On Dec 10, 2017 2:38 AM, "William Allen Simpson" <
william.allen.simp...@gmail.com> wrote:

> I've run into another TLS problem.  It's been there since tirpc.
>
> Apparently, once upon a time, rpc_createerr was a static global.
> It still says that in the man pages.
>
> When a client create function fails, they stash the error there,
> and return NULL for the CLIENT.  Basically, you check for NULL,
> and then check rpc_createerr....
>
> This is also used extensively by the RPC bind code.
>
> Then, they made it a keyed thread local to try and salvage it
> without a major code re-write.
>
> With async threads, that's not working.  We've got memory leaks.
> AFAICT, only on errors.  But accessing them on a different
> thread gives the wrong error code (or none at all).  Not good.
>
> All the functions that use it are still not MT-safe, usually
> because they stash a string in global memory without locking.
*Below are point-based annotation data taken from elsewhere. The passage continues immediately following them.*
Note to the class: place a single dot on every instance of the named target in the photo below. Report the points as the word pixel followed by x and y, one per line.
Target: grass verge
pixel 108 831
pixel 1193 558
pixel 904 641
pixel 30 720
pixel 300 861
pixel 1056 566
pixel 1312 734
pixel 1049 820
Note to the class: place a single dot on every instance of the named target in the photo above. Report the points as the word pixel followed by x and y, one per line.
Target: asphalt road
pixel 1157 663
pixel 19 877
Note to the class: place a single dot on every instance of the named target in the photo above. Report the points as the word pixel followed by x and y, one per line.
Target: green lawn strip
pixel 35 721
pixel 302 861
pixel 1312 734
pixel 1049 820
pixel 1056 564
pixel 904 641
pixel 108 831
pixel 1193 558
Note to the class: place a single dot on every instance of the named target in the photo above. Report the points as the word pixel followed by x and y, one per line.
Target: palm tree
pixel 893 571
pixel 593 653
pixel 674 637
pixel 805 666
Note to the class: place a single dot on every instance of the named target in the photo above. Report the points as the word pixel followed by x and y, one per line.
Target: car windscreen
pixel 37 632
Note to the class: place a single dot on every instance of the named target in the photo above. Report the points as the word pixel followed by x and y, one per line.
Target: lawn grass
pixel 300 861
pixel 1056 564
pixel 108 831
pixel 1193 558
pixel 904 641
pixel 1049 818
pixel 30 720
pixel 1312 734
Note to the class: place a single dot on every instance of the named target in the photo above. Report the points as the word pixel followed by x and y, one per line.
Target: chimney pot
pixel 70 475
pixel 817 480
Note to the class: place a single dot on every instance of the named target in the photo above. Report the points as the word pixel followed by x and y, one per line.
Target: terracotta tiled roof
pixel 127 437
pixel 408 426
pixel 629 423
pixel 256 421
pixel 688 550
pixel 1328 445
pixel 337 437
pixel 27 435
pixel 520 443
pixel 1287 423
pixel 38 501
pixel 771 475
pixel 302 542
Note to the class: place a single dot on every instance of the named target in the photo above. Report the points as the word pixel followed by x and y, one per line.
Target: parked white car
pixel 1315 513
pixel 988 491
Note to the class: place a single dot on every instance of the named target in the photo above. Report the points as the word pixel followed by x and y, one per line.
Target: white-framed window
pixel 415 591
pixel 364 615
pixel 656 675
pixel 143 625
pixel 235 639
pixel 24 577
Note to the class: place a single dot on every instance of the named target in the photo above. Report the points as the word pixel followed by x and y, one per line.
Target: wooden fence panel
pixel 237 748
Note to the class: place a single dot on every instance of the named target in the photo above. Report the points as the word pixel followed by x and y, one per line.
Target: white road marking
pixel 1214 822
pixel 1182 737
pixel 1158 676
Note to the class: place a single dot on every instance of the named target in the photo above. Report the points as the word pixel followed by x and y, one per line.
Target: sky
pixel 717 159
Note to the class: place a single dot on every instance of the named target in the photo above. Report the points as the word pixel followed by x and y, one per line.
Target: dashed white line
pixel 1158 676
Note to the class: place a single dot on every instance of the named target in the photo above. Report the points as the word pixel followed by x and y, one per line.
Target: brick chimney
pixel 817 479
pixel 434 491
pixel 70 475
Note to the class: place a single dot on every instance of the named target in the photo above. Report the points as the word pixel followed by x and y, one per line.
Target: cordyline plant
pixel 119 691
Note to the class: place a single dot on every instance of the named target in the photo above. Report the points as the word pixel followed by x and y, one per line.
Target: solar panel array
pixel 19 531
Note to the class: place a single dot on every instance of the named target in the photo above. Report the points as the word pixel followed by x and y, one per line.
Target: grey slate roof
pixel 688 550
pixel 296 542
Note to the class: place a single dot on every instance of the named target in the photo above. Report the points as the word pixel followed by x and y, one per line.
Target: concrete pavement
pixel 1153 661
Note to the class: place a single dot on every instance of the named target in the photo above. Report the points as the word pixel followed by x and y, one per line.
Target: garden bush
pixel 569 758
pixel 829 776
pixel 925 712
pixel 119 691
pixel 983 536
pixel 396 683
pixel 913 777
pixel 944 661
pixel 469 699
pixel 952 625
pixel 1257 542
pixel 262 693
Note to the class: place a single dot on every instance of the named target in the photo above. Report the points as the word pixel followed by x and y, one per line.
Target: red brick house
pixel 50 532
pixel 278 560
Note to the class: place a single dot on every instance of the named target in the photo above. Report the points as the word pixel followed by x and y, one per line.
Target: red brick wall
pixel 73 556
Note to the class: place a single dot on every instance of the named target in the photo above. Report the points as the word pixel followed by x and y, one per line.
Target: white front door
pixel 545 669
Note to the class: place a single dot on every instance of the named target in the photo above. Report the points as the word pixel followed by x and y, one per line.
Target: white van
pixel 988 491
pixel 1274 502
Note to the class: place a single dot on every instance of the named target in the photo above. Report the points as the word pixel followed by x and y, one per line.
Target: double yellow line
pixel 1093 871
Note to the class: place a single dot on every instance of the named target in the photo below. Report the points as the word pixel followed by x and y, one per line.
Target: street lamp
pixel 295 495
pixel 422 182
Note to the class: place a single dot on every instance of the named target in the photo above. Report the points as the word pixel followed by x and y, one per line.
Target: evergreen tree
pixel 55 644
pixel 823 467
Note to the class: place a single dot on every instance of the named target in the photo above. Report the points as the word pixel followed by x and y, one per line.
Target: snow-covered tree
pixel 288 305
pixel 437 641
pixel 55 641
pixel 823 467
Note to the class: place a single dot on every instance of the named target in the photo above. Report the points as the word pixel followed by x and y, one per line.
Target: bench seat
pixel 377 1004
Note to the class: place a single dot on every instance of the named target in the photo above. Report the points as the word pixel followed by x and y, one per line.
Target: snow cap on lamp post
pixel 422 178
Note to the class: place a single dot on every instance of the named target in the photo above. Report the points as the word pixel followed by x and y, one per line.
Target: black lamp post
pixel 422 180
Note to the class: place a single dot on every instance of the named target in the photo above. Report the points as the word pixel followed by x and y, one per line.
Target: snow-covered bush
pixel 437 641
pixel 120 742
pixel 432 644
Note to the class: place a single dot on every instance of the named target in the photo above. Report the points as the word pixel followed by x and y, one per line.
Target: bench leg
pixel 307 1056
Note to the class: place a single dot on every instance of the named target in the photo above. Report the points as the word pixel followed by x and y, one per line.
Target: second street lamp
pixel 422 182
> They need re-definition to alloc/free the string.
>
> Worse, it's not a good definition.
>
> rpc_createerr has both clnt_stat and rpc_err, but struct rpc_err
> also has a clnt_stat (since original tirpc).  clnt_stat is not
> consistently set properly, as it is in two places.  So the error
> checking code is often wrong.
>
> I'd like to get rid of the whole mess, but that means every client
> create would have new semantics.  Fortunately, there aren't many
> (in Ganesha).  Plus we already have new definitions -- all named
> *_ncreate with a tirpc_compat.h to munge them back.
>
> But should we do it now?  Or in 2.7?  We've been living with it for
> years, although recent code changes have made it worse.  Again, it
> only happens on errors.  Especially for RPC bind.